Elle questionne. Elle intrigue. Elle inquiète. L’intelligence artificielle (IA) a été, mercredi 7 mars, au cœur de la seconde matinée professionnelle du Salon du livre de Genève (6-10 mars) lors d'une table ronde organisée par Livres Hebdo, après une première rencontre consacrée aux moyens d’attirer les jeunes vers la lecture.

Au cours d’un cadrage bienvenu et pédagogue sur ce qu’est réellement l’IA et ce qu’elle permet, le directeur académique du Centre des systèmes intelligents de l’École polytechnique fédérale de Lausanne (EPFL) Pierre Vandergheynst s’est voulu rassurant.

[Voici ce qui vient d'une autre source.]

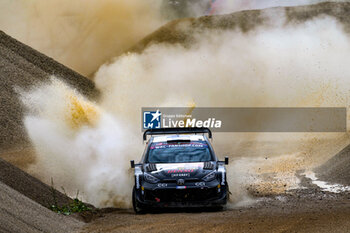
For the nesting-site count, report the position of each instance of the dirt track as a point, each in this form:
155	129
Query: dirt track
309	210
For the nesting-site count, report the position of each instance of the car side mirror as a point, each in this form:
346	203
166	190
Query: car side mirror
226	160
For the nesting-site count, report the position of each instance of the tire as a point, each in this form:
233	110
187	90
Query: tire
136	204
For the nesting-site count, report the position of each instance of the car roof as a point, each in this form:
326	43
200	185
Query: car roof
191	137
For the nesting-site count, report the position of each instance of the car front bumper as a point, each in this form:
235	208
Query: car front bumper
190	195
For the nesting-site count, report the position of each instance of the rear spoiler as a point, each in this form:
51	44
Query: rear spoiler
176	131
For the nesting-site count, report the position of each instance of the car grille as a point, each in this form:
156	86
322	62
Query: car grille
181	195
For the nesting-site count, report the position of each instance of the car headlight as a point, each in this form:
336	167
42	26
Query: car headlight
149	178
211	176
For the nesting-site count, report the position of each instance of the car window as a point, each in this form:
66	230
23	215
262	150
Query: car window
179	152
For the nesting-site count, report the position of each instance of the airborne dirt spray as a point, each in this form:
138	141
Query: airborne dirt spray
81	34
276	65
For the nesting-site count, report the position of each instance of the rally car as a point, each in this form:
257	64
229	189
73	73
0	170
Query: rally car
179	169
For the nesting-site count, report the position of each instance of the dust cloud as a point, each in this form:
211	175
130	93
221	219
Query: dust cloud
303	65
276	65
81	34
79	145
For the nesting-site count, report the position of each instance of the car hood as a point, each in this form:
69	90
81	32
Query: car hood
174	171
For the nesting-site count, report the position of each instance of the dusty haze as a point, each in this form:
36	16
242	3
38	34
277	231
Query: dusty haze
272	65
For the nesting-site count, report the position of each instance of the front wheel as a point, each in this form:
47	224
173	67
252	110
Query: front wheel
135	203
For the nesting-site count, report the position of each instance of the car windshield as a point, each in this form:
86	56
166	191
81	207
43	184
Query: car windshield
179	152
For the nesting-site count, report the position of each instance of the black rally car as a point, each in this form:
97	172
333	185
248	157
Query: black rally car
179	169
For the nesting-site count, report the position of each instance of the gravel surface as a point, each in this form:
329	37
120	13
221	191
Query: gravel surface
21	214
29	186
22	66
337	169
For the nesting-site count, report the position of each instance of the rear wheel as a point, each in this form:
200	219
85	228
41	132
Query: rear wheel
135	203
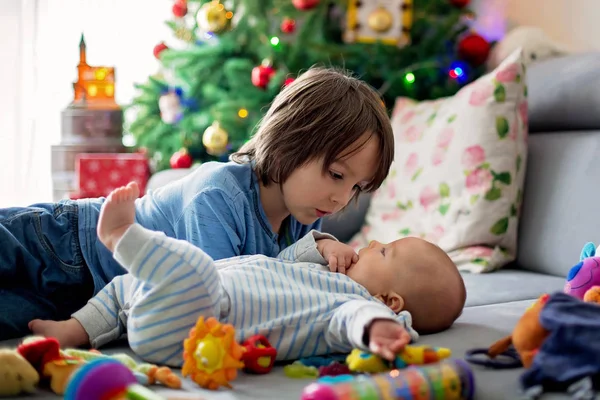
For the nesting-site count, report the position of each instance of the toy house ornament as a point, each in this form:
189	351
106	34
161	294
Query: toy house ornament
92	123
385	21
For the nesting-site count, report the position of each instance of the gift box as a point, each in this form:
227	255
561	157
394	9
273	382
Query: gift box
100	173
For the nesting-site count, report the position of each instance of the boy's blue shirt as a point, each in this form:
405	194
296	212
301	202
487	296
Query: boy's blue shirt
216	207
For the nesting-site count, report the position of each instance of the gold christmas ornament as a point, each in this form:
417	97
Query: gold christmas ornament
215	139
380	20
213	17
184	34
384	21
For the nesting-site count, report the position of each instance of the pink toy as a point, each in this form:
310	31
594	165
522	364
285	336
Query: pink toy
585	274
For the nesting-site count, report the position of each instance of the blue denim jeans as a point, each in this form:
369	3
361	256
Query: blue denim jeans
42	270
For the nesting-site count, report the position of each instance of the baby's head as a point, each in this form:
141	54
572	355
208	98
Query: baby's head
414	275
324	115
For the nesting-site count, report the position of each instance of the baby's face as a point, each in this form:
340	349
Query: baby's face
378	267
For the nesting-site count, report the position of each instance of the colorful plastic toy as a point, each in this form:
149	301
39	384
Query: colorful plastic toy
298	370
334	369
321	361
447	380
361	361
259	356
585	274
211	354
106	379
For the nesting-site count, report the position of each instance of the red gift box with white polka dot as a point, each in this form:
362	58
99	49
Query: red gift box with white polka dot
100	173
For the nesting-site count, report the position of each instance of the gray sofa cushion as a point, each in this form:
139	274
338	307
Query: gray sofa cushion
561	211
564	93
509	285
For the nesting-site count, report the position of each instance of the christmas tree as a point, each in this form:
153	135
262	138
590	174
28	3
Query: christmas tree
237	55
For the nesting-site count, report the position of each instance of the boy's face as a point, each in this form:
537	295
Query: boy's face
309	193
378	267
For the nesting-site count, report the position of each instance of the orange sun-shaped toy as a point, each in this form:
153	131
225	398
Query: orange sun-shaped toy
211	354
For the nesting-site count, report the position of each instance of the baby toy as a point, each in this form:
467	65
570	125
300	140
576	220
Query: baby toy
45	356
585	274
57	366
211	354
106	379
334	369
361	361
558	343
16	374
297	370
259	355
527	336
446	380
146	374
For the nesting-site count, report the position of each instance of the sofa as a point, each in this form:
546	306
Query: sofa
558	218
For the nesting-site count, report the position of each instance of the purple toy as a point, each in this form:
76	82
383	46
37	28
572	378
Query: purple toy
585	274
448	379
106	379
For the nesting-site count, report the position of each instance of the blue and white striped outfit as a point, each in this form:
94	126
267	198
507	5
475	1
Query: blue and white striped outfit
295	301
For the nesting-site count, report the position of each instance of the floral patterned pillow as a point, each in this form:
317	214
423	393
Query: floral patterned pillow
458	173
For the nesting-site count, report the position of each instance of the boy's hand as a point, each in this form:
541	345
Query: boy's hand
338	255
387	338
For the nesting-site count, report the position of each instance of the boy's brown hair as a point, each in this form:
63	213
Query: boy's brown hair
321	114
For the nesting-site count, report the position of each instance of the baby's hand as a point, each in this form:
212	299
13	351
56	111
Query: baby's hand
387	338
340	256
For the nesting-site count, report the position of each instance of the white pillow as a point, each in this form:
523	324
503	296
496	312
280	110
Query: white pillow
458	173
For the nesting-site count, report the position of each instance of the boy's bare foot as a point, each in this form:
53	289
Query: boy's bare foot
69	333
117	214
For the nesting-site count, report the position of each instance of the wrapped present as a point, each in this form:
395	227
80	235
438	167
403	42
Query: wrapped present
100	173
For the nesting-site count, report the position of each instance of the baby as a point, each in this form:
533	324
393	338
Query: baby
302	308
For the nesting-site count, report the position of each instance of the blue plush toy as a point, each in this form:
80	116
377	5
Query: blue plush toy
585	274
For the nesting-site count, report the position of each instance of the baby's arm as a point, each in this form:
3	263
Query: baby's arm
104	317
305	249
352	322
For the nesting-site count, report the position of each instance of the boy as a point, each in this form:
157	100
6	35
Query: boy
295	301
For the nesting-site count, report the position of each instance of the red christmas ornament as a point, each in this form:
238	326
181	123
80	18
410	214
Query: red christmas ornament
288	25
180	8
159	49
181	159
261	75
474	49
460	3
305	4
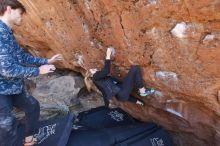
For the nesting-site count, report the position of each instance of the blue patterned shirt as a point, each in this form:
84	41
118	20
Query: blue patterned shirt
15	63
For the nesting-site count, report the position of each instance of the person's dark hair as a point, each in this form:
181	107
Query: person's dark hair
14	4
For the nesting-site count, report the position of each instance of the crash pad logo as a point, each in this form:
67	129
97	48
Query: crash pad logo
116	116
157	142
45	132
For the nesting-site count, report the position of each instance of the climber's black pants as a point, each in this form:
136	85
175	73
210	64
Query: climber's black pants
132	80
8	124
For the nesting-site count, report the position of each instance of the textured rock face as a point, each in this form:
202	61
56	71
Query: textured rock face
176	42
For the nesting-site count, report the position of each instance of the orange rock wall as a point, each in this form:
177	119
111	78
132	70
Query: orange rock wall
176	42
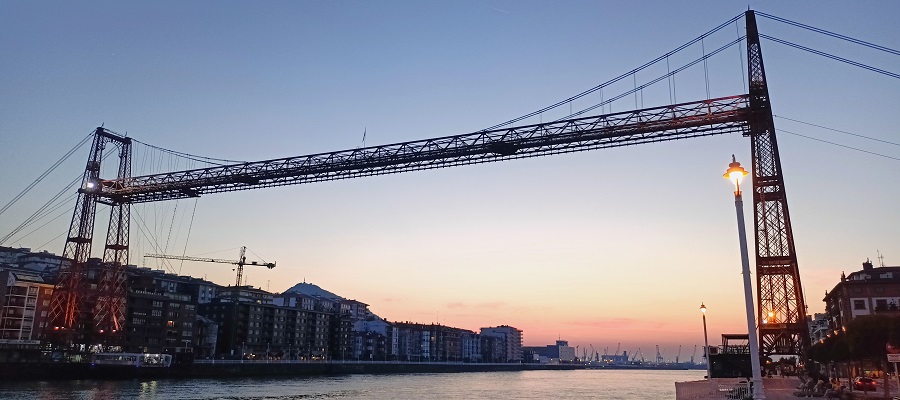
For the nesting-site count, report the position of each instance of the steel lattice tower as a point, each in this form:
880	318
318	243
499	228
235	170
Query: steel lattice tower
88	303
88	306
780	308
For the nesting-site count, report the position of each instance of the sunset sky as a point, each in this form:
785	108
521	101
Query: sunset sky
599	248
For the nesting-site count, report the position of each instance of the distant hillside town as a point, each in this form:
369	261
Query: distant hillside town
192	318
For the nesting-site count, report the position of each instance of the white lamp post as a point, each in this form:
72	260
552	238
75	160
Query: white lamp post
705	342
735	173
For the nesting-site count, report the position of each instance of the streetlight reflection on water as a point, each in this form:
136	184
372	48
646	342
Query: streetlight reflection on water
705	341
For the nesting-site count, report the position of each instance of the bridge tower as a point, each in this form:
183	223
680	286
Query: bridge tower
87	309
781	312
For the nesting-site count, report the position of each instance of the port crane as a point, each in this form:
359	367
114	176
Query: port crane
240	262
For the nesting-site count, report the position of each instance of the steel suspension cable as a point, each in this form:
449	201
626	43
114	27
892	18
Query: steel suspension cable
832	34
837	130
840	145
654	81
831	56
618	78
47	172
192	157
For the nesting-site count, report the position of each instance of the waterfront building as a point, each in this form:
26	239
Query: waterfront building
374	339
24	304
550	354
44	263
819	327
161	313
506	348
865	292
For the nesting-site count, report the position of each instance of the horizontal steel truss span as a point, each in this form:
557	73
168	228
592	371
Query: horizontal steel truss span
680	121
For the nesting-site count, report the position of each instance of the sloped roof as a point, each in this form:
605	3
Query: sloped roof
312	290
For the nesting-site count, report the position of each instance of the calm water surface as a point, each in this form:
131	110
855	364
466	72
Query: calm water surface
582	384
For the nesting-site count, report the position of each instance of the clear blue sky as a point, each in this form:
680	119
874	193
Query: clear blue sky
617	245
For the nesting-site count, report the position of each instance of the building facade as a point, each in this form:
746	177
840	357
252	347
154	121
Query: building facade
865	292
506	348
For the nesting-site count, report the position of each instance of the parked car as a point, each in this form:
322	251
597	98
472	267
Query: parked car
863	383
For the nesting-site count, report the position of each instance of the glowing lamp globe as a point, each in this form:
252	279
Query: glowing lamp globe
735	172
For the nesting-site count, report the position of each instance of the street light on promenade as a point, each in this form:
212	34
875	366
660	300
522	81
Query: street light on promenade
705	342
735	173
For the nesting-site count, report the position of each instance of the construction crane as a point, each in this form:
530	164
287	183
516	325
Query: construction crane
241	262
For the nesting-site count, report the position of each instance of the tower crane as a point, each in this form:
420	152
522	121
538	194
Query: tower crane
241	262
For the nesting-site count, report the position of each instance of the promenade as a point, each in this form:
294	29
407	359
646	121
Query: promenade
775	389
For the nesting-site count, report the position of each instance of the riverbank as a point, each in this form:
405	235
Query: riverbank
225	369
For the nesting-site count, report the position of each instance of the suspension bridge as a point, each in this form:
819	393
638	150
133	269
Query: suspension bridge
82	306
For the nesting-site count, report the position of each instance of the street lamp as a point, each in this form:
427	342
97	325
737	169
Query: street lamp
705	342
735	173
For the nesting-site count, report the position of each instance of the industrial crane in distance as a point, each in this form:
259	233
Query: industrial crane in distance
240	262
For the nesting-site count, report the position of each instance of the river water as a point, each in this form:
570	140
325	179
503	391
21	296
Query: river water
577	384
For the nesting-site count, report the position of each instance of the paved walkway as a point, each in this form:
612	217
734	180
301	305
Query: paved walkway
775	389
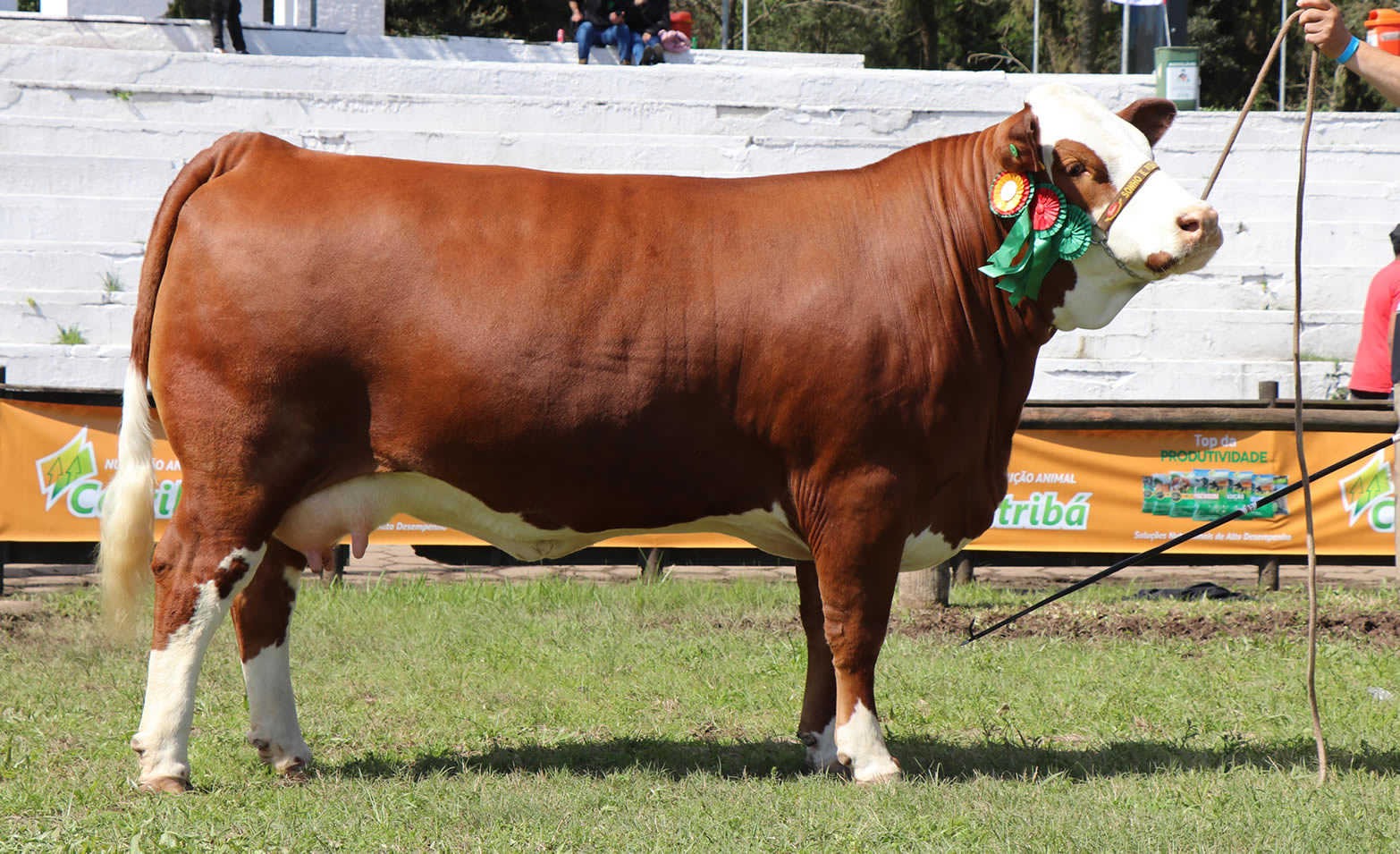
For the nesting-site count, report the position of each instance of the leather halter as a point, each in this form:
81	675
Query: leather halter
1112	212
1128	190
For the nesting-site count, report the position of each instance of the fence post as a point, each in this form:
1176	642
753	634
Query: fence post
1269	574
651	566
962	570
924	588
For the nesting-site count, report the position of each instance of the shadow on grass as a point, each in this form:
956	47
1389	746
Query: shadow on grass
920	757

Si le développement de l’IA entraîne un climat « certes anxiogène », notamment sur les professions de l’illustration, de la traduction et de la correction, il existe « beaucoup d’exagération » autour de cette technologie. Le scientifique estime par ailleurs qu’un « tandem » humain-machine est possible. Par exemple, l’IA peut aider les auteurs et autrices dans la collecte et l’organisation des informations factuelles — tout en « faisant attention à la véracité des infos » — ou peut encore optimiser les flux logistiques d’une maison ou des diffuseurs-distributeurs.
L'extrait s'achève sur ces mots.